Other important factors were taken into account, such as the mother’s age, number of children, education level, income, body mass index (BMI), smoking habit, and history of high blood pressure, diabetes or high cholesterol.

Overall, ischaemic heart disease was diagnosed in 83,881 (3.8%) women at an average age of 58 years.

The results show that women who experienced any of the five major adverse pregnancy outcomes showed an increased risk of subsequent ischaemic heart disease.

For example, in the 10 years after delivery, after adjusting for all other factors, relative rates of ischaemic heart disease were increased by:

  • Twofold in women with other hypertensive disorders of pregnancy (46 extra cases per 100,000 person years)
  • 1.7-fold in those with preterm delivery (19 extra cases per 100,000)
  • 1.5-fold in those with pre-eclampsia (12 extra cases per 100,000)
  • 1.3-fold in those with gestational diabetes, and
  • 1.1-fold in those who delivered a small-for-gestational age infant.

Women who experienced several adverse pregnancy outcomes showed further increases in risk.
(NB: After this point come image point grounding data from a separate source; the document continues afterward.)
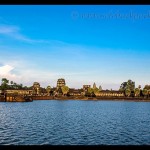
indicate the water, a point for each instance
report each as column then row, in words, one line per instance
column 74, row 122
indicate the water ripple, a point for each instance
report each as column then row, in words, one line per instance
column 75, row 123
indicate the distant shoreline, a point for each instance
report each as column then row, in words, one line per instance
column 140, row 99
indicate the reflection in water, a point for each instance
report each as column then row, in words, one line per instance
column 75, row 122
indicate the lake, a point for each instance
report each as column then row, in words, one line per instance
column 75, row 122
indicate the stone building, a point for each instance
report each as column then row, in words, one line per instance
column 94, row 86
column 60, row 83
column 36, row 88
column 20, row 92
column 85, row 87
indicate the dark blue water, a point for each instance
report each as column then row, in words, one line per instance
column 74, row 122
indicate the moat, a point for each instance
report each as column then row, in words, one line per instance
column 75, row 122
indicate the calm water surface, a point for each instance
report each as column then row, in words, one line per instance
column 75, row 122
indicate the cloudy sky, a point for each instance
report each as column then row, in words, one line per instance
column 83, row 44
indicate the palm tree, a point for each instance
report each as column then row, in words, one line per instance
column 145, row 92
column 128, row 92
column 137, row 92
column 65, row 89
column 48, row 89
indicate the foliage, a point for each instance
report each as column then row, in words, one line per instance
column 100, row 88
column 127, row 92
column 137, row 92
column 65, row 89
column 145, row 92
column 147, row 87
column 96, row 91
column 48, row 89
column 127, row 85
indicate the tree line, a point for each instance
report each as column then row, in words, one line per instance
column 128, row 88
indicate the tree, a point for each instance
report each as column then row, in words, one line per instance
column 127, row 85
column 147, row 87
column 100, row 88
column 11, row 82
column 48, row 89
column 4, row 84
column 96, row 91
column 65, row 89
column 91, row 91
column 137, row 92
column 128, row 92
column 145, row 92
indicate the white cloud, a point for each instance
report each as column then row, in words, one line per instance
column 4, row 70
column 14, row 32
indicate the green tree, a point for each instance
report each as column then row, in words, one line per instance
column 127, row 85
column 127, row 92
column 147, row 87
column 137, row 92
column 90, row 91
column 145, row 92
column 48, row 89
column 100, row 88
column 65, row 89
column 4, row 84
column 96, row 91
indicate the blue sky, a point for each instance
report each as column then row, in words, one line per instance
column 105, row 44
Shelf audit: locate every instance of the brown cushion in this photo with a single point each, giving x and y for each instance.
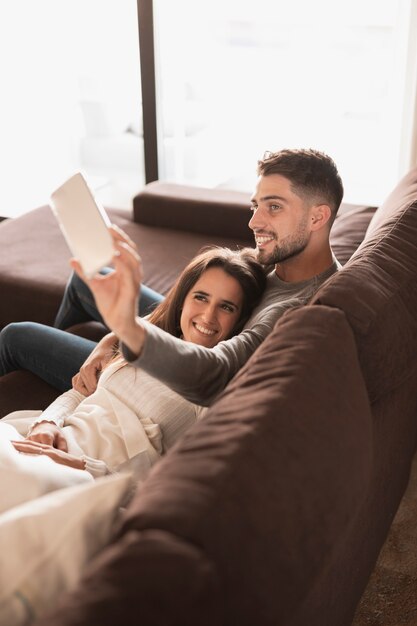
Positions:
(124, 586)
(217, 212)
(349, 229)
(263, 486)
(404, 194)
(23, 390)
(34, 261)
(377, 291)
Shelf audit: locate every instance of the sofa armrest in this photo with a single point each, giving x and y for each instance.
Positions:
(217, 212)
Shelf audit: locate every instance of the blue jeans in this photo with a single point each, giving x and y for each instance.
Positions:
(51, 353)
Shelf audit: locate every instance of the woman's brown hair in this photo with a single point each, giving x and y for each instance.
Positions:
(240, 264)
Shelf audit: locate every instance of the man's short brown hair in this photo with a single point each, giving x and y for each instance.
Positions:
(313, 175)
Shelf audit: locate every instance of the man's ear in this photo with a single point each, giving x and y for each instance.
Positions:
(320, 215)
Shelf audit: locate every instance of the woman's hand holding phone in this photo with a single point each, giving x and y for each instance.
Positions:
(117, 293)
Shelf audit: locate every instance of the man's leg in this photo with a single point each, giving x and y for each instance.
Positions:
(52, 354)
(78, 303)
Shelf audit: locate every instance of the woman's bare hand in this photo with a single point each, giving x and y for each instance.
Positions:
(59, 456)
(116, 294)
(48, 433)
(86, 380)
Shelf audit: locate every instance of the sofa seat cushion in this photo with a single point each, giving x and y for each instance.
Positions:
(34, 261)
(377, 290)
(23, 390)
(264, 486)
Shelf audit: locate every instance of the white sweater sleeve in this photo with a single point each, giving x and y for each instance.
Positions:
(95, 467)
(60, 408)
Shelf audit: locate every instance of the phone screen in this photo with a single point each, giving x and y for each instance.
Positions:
(84, 224)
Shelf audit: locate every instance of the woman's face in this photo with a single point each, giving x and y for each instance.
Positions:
(211, 308)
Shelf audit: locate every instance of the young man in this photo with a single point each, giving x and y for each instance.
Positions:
(294, 205)
(295, 202)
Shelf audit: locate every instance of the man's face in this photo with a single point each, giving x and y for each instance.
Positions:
(280, 220)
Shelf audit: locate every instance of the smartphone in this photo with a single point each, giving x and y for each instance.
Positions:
(84, 224)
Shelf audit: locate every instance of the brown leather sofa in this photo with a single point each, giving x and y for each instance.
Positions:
(272, 510)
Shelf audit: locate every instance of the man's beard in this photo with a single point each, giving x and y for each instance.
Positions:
(287, 249)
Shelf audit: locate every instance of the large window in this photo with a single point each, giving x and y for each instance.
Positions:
(237, 78)
(70, 84)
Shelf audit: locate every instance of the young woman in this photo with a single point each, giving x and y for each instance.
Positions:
(131, 419)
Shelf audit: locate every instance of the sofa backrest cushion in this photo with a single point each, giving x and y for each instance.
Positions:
(195, 209)
(349, 229)
(263, 487)
(225, 213)
(377, 290)
(404, 194)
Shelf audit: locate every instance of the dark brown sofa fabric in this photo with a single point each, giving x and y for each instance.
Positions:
(377, 290)
(34, 260)
(264, 487)
(216, 212)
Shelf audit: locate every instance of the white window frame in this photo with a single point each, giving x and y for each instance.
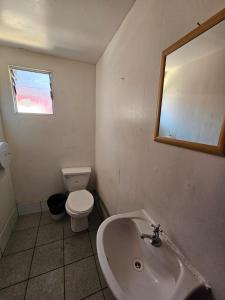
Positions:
(10, 68)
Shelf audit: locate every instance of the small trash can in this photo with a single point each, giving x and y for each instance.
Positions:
(56, 205)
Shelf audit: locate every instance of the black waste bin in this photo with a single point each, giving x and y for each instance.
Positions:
(56, 205)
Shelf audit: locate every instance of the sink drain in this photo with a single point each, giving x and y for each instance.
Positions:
(138, 265)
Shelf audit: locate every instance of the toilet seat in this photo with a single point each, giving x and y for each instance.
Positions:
(79, 202)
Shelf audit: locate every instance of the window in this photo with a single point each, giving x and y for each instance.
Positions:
(32, 91)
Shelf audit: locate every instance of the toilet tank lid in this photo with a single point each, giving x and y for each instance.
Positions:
(76, 171)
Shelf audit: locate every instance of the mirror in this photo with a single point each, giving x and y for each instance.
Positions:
(191, 109)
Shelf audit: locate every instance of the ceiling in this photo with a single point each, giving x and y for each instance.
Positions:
(76, 29)
(205, 44)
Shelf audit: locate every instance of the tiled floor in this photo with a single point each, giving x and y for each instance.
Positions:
(45, 260)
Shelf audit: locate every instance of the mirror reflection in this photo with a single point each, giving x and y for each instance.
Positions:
(193, 99)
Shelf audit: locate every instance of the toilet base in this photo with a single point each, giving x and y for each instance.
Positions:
(79, 224)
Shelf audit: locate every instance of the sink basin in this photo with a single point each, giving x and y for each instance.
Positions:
(134, 269)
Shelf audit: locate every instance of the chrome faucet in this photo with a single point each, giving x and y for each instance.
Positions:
(155, 239)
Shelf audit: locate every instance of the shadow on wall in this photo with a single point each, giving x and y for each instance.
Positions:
(201, 294)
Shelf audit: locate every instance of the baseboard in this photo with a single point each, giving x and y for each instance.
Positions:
(7, 230)
(25, 208)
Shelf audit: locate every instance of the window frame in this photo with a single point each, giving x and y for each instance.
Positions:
(15, 110)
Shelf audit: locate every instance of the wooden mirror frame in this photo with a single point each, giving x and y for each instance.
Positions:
(219, 149)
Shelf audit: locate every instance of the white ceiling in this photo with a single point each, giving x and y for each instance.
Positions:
(77, 29)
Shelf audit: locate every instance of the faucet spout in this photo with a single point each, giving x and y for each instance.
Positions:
(155, 239)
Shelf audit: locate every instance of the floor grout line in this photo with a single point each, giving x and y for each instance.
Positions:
(32, 256)
(62, 266)
(95, 263)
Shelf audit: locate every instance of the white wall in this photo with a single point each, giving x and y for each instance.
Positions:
(42, 145)
(7, 199)
(182, 189)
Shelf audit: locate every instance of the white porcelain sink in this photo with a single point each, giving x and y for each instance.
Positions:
(134, 269)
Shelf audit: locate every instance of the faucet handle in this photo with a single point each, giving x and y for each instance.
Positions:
(157, 228)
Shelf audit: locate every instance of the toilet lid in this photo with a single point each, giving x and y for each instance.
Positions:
(80, 201)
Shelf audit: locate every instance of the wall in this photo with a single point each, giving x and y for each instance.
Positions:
(181, 189)
(197, 85)
(7, 201)
(42, 145)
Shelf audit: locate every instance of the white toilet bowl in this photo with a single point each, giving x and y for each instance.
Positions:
(79, 205)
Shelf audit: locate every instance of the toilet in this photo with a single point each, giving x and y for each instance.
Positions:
(80, 202)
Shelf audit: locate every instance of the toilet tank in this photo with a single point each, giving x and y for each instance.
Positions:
(76, 178)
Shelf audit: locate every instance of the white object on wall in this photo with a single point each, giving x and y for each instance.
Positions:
(5, 155)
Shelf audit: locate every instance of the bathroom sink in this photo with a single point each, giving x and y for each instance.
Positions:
(134, 269)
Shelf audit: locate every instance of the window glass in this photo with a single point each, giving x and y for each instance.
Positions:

In the 10 years after delivery, rates of ischaemic heart disease were:

  • 1.3-fold with one adverse pregnancy outcome (20 extra cases per 100,000 person years)
  • 1.8-fold with two adverse pregnancy outcomes (34 extra cases per 100,000), and
  • 2.3-fold with three or more adverse pregnancy outcomes (58 extra cases per 100,000).

Most relative rates decreased over time, but remained significantly increased (1.1-fold to 1.5-fold) even 30-46 years after delivery, and were only partially explained by shared genetic or environmental factors within families.

This is an observational study, so it can’t establish cause, and the researchers can’t rule out the possibility that ischaemic heart disease was underreported or that unreported maternal smoking, obesity or other risk factors during pregnancy may have affected their results.

However, the large sample size based on highly complete nationwide birth and medical registry data and long-term follow-up prompt the researchers to say that all major adverse pregnancy outcomes should be recognised as lifelong risk factors for ischaemic heart disease.

“Women with adverse pregnancy outcomes should be considered for early preventive evaluation and long-term risk reduction to help prevent the development of ischaemic heart disease,” they conclude.